Le royaume Bron se prépare à fêter l’Adayé Kessié à Tabagne. Qu'est-ce que l'Adayé Kessié?

L’Adayé Kessiè est le condensé de plusieurs rituels des Brons. Chaque année, les Brons célèbrent la tradition à plusieurs étapes. Il y a le Fodjo où les enfants fêtent, le Mouroufié qui se fête dans tous les villages, une semaine après c’est le Fofié au cours duquel nous permettons à nos différents féticheurs, garants de nos traditions, de se donner en spectacle. Cinq (5) jours après le Fofié, il y a l’Adayé Kessiè, où nous nous retrouvons tous pour faire le point de l’année et jeter les bases de la nouvelles année. C’est une fête très importante au cours de laquelle nous devons tous être présents. Celui qui est absent renie son identité culturelle. Le 18 octobre prochain est la date de la célébration de l’Adayé Kessiè. Mais, nous débuterons la fête, le 17 octobre pour permettre à tout le monde d’être présent à Tabagne.

Pourquoi Tabagne?

Tabagne a abrité le siège du royaume par le passé. Le Roi, Nanan Kouassi Yeboua, dans les années 1854, était à Tabagne. Il y a vécu, et puis il y a eu le Roi Nanan Kouadio Yeboua de 1897 à 1902. C’est tellement normal de se retrouver dans le village de Tabagne pour fêter, car c’est une cité très importante pour les Brons.

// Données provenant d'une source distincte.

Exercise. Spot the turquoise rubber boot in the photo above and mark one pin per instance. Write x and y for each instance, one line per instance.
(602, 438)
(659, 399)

Fêter, le 18 octobre en pleine semaine n’est ce pas un obstacle pour les fils de la région en ville qui souhaitent participer à cette fête ?

Pas du tout, la vie est un choix, certains pourront être là le soir du 17 octobre, ou le 18, le 19, le 20, ou le 21 surtout que toutes les journées sont meublées.

Justement, quelles sont les articulations de cette fête ?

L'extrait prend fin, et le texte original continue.